I was struggling with being both spiritual and human at the same time...a conundrum brought on by sin. Having God's eternal spirit encased in a physical body bound by time and sin often produces strife. It is that striving in this life that causes us much sorrow, pain and confusion. A juxtaposition that will never resolve itself until one gives way to the other; until heaven becomes our reality.
However, here...now... is where we live. In the between. And there are days when living split between the two are...oh...so hard. It was during one of these painful days that I wrote the following. Please understand that what I wrote was very ,very personal and for that reason, I nearly decided not to risk "putting it out there". But, if I sometimes struggle with this, I know that others might struggle too. I also understand that knowing you aren't alone in your struggle can be a HUGE encouragement. For that reason, the vulnerability that I risk is worth it.
Here is my heart's cry to God that day:
How do we live on earth but need to be in Heaven?
How do we exist in the physical world while needing to be in the spiritual...or "other" world where you are?
How do we exist within all the traps of time while needing to be free of it?
How do we live in the "unreal" while you call to us from the "real"?
These two worlds are always together but forever separate. Your world sees us but we seldom...if ever...see you. So how do we live in a conscious state of immersing ourselves in You but exist in a world where you are not tangible?
Hope of heaven is somehow the answer. It is the bridge that spans the two worlds. But there are days where I'm stuck standing on this bridge...looking at what is just on either side of it and thinking I can't take a minute more of being in the middle. When I'm living on the left (earth side) I'm always looking and longing to live on the right (heaven side). And when I'm on the left...it's often difficult to even remember there is another side much less strive to reach it. It's the striving that makes it hard. Sometimes, I wish I could be a child again and not have to face the struggles"growing up" brings to life.
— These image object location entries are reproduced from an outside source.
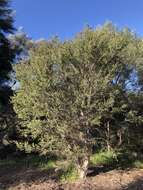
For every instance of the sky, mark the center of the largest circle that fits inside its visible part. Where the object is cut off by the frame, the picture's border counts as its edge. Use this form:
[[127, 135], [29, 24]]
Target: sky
[[65, 18]]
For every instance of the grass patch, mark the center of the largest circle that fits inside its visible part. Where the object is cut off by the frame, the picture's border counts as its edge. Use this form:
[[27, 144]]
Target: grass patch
[[42, 163], [138, 164]]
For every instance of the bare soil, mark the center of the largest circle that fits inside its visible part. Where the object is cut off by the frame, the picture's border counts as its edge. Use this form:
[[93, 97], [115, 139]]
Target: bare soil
[[32, 179]]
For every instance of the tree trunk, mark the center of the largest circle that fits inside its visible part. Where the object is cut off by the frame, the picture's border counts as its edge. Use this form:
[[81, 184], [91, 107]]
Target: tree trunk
[[82, 167]]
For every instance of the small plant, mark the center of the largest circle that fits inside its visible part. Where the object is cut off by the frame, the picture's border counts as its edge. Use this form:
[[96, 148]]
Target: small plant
[[138, 164], [69, 174]]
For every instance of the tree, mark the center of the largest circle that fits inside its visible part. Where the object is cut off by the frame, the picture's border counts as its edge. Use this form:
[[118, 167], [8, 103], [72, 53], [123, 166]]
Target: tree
[[7, 56], [74, 93]]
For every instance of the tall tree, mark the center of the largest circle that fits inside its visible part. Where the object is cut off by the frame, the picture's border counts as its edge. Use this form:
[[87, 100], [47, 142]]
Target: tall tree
[[70, 90], [7, 56]]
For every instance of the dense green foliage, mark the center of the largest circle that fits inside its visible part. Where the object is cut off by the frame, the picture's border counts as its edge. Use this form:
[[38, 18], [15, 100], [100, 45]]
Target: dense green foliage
[[81, 95], [7, 56]]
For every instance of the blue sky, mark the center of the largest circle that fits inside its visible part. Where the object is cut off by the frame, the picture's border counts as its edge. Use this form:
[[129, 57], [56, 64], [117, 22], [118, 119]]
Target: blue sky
[[47, 18]]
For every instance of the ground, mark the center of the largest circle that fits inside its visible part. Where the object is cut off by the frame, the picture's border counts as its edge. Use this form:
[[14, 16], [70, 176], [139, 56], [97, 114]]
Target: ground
[[34, 179]]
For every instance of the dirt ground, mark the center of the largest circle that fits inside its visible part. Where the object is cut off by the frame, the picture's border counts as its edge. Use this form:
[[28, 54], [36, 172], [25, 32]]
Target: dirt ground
[[44, 180]]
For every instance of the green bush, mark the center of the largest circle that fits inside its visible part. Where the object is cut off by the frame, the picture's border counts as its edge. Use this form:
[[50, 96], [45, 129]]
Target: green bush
[[69, 174], [103, 158]]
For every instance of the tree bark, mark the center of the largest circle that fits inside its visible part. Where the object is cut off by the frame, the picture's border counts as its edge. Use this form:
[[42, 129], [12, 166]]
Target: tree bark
[[82, 167]]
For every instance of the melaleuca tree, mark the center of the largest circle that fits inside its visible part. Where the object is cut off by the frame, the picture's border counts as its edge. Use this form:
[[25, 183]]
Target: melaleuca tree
[[7, 56], [74, 93]]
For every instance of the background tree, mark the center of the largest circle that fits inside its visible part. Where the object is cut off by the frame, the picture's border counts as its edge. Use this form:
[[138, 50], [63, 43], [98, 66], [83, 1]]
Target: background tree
[[7, 56]]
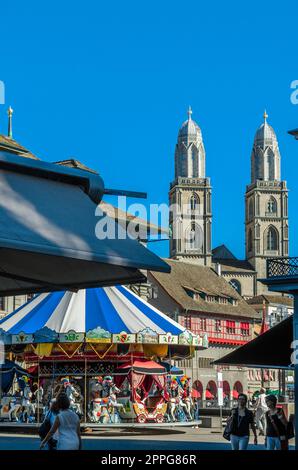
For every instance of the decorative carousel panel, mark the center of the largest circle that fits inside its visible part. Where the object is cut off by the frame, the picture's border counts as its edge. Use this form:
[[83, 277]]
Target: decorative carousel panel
[[71, 337], [22, 338], [147, 336], [168, 338], [186, 338], [46, 335], [124, 338], [98, 335], [4, 337]]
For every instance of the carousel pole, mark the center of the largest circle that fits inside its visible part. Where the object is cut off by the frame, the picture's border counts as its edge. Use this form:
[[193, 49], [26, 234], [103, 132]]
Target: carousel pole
[[85, 392], [38, 379]]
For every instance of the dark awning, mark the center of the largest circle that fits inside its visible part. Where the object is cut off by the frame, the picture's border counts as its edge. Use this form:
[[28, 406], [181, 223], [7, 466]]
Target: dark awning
[[47, 232], [269, 350]]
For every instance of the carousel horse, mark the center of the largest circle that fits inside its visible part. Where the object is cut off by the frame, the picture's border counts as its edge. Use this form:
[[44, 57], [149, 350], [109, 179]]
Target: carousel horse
[[95, 412], [109, 387], [173, 400], [75, 399], [28, 407], [97, 388], [72, 393], [187, 403], [115, 406]]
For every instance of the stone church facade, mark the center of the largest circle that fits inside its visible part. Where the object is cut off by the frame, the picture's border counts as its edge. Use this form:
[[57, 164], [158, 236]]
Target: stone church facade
[[266, 210]]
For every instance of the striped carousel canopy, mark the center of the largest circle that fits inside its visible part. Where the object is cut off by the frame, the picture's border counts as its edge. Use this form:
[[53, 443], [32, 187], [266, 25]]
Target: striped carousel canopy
[[94, 314]]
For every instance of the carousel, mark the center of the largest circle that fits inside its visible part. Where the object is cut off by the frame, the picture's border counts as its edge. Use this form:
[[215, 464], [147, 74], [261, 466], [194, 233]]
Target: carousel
[[110, 351]]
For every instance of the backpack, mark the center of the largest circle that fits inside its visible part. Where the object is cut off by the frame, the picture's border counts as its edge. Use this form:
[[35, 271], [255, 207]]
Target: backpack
[[45, 427], [290, 430], [228, 428]]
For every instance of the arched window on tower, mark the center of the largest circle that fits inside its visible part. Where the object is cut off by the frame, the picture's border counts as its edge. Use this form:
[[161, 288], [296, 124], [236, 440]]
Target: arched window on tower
[[251, 209], [269, 173], [195, 162], [236, 284], [249, 240], [271, 206], [194, 237], [271, 239]]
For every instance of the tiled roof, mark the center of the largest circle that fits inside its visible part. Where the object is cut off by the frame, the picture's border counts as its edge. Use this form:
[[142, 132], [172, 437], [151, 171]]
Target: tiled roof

We live inside time and time itself literally kills us. Time is the curse.
Yet, when I have moments of experiencing life on the right side of the bridge...time seems to cease to exist. I'm then in a place where you talk to me and I actually hear you. I learn. You love. It's so wonderful. Then...I have to cross back to the left side again and the curse of time is felt even more deeply.
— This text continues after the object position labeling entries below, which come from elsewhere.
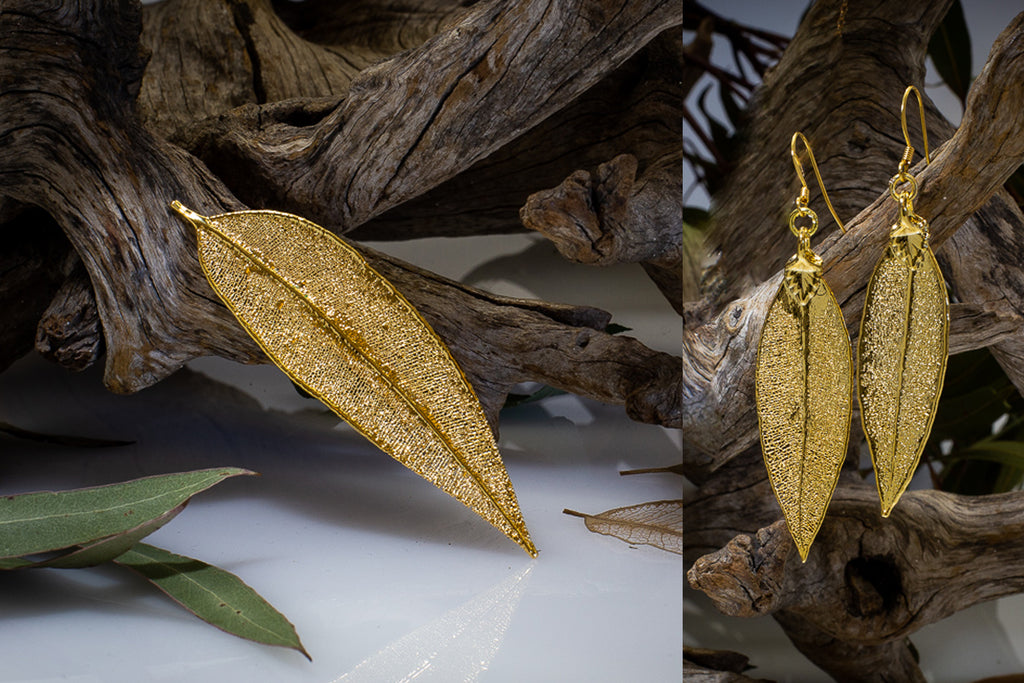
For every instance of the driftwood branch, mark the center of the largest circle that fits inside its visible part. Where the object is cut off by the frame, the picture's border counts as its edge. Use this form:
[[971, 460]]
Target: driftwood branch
[[719, 354], [428, 114], [95, 117]]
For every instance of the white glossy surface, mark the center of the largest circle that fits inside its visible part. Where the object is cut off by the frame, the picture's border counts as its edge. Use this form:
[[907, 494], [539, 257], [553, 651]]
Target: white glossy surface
[[385, 577]]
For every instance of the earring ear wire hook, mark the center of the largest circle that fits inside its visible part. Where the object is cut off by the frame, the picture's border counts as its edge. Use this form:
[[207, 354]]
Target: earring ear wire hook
[[804, 193], [906, 135]]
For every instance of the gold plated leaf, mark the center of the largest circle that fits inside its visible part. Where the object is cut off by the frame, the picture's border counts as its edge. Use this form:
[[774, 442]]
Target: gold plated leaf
[[902, 351], [346, 336], [804, 395], [658, 523]]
I just don't know how to be eternal AND finite at the same time!
I guess it's a simple matter of not trying to understand it all and just trust that you will continue to guide me...show me...teach me. I have to trust that I'm not on this bridge alone. You understand both worlds because you exist outside and within both of them.
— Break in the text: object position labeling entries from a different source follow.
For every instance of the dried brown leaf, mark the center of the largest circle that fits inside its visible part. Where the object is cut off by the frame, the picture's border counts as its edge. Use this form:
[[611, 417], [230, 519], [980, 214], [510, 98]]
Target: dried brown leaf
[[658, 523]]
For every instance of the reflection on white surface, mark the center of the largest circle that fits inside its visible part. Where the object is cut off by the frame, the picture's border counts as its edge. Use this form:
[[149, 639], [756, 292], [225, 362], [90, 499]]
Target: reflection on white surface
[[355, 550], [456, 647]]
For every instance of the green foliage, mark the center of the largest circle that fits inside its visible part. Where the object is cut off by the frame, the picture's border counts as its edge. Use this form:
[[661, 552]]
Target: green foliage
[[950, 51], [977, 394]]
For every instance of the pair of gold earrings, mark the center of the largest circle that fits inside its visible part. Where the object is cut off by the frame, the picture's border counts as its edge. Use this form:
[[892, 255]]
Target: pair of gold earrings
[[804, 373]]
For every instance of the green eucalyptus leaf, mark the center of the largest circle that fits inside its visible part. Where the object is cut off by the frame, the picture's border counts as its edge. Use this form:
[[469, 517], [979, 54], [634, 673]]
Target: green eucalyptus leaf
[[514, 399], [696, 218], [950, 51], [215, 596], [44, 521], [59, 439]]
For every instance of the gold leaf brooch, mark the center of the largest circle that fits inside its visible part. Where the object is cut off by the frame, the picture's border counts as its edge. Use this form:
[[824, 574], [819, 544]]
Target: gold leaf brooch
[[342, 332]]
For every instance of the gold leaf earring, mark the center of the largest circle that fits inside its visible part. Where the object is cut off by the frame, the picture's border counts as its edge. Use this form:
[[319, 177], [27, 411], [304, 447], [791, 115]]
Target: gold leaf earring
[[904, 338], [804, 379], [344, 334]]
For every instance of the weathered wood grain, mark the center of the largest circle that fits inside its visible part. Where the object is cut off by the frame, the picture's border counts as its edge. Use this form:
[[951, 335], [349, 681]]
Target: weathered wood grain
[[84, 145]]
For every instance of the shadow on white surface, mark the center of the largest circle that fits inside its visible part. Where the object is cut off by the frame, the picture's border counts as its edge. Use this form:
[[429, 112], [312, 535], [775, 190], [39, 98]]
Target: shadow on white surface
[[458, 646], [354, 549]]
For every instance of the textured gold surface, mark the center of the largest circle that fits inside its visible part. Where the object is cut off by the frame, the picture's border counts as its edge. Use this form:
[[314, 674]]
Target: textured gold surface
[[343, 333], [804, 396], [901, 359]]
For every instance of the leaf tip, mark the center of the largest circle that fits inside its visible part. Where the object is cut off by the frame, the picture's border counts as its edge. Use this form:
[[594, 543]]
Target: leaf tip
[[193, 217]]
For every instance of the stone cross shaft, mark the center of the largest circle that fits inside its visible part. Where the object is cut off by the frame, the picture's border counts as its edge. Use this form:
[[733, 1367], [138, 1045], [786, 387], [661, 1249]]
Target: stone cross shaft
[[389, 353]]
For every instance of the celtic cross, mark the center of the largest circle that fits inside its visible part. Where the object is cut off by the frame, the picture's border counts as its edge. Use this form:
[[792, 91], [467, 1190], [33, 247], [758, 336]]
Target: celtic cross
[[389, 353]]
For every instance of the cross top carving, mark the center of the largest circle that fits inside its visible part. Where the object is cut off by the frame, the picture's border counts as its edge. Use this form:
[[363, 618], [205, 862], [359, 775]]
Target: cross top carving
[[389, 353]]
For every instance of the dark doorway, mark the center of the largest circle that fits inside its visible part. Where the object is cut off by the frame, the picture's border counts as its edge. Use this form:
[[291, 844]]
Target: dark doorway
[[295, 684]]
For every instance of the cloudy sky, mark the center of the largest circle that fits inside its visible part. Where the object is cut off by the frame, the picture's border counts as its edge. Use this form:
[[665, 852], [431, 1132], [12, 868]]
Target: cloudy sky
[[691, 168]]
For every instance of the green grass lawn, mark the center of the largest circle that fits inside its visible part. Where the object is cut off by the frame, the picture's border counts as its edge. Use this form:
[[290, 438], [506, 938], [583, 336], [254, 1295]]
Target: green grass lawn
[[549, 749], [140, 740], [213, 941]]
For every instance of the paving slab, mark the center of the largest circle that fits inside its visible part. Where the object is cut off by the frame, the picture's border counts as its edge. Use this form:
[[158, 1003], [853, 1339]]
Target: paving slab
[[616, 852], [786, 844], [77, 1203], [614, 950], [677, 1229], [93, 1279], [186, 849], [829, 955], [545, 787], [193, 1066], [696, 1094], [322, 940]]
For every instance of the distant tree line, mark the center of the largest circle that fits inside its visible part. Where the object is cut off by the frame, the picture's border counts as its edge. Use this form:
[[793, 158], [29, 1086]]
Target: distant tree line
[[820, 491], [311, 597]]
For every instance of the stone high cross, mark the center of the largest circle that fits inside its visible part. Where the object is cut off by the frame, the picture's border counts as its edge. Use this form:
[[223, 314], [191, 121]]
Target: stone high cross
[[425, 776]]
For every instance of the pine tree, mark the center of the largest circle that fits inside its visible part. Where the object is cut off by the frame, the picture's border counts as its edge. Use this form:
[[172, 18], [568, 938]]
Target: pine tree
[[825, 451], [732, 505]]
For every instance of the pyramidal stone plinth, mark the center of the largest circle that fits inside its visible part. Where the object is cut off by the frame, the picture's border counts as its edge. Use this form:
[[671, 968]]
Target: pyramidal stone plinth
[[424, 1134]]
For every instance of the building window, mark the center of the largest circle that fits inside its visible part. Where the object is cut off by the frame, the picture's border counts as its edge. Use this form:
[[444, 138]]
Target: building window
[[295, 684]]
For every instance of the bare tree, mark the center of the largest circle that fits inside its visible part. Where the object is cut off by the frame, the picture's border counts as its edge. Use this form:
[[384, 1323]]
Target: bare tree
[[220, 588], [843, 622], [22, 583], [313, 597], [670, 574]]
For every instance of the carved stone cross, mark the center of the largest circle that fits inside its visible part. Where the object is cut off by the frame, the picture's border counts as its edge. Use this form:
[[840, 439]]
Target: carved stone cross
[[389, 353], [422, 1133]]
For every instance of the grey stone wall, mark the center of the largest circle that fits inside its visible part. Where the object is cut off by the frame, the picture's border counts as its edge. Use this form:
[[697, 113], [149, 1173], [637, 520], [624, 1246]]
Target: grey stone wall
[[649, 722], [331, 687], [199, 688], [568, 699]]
Just please know the desire of my heart. To hear you, follow you and love you as you would lead me to do. I once asked you to not let me leave this world without knowing who you really are. I now ask that you not let me leave this world without doing...hearing...learning...living as you have planned for my life.
I don't want to regret my time spent on this side of the bridge."
While there are probably many "theological" no-no's in that plea to God, I do believe that the spirit of it expresses how hard it sometimes is to be both physical and spiritual at the same time. To have a relationship with God that can't be built on sight...touch...or any other sense other than the spiritual senses of trust and faith... can sometimes seem unattainable. There are just days when we want so desperately to be hugged by God. To bury our heads in his chest and cry all our troubles away. To breath in his scent and know that we are safe. To hear...feel...him whisper his love in our ear and sigh with a relief that comes from knowing you no longer need carry that burden any further. To walk with him, run with him, laugh with him...just BE with him...completely free from all influence of evil.
And yet...if we will let him...he will be all of that and more to us. If we will just be still long enough to let him answer our passioned cry to him...we will come away knowing that we have been hugged by God. All striving will cease and his love will accomplish a quiet miracle in us. Hope will enter. Trust will strengthen. Surrender will be victorious. Joy will bring life.
It's then...and only then...that we know we can live another day in the between.